Tax planning is a procedure taken by the majority of taxpayers to help arrange your financial affairs to ultimately minimize your tax payments. There are three basic procedures to reduce your taxes. Although the procedures are somewhat simple there are multiple variations of each process. Tax planning can be accomplished through reducing your income, taking advantage of tax credits, or through the increase of your deductions.
A fundamental step for income tax preparation is to reduce one’s income. The adjusted gross income is a variable that determines your taxes. The AGI is your income from any source minus adjustments to the income. The higher the AGI the more taxes you will pay, and conversely the less money you make the lower the taxes. The main way to reduce your taxes therefore, is to decrease your taxable income.

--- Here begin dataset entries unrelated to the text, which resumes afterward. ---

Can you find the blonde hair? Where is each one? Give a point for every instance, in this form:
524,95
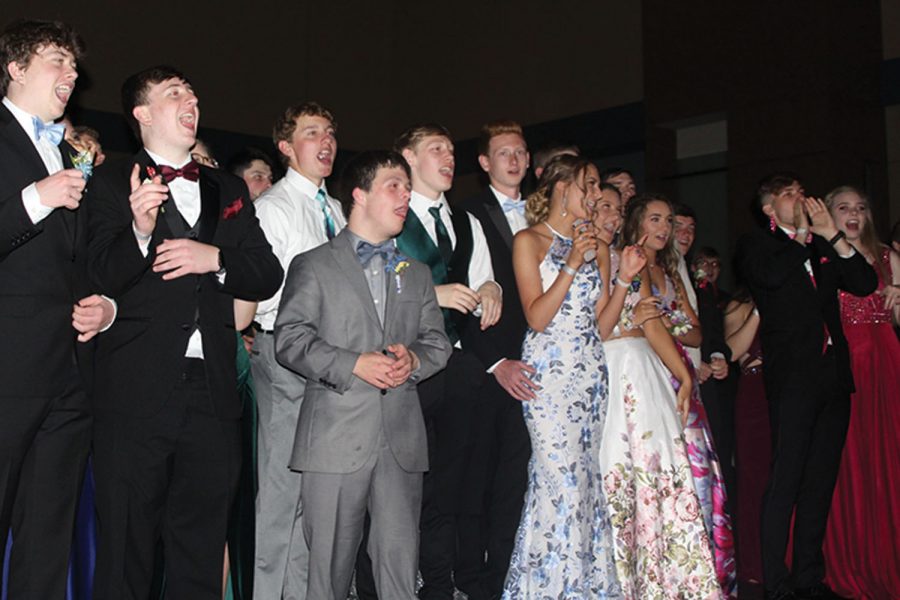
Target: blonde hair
632,231
491,130
868,237
411,138
565,168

The primary way to reduce your income is to increase your taxable deductions. This form of income tax preparation enables an individual to counteract their income through various procedures or assets that allow the taxpayer to decrease their income. For instance, charitable contributions or capital losses can be used in tax planning to decrease one’s taxable income. The assets or functions are used to offset a portion of the individual’s income.
Similar to deductions, a taxpayer can also take advantage of tax credits. Tax credits are typically offered by a government agency to encourage investment or spark consumption. Regardless of the tax planning vehicle, all forms of income tax preparation are used to streamline the collection process and maximize an individuals refund.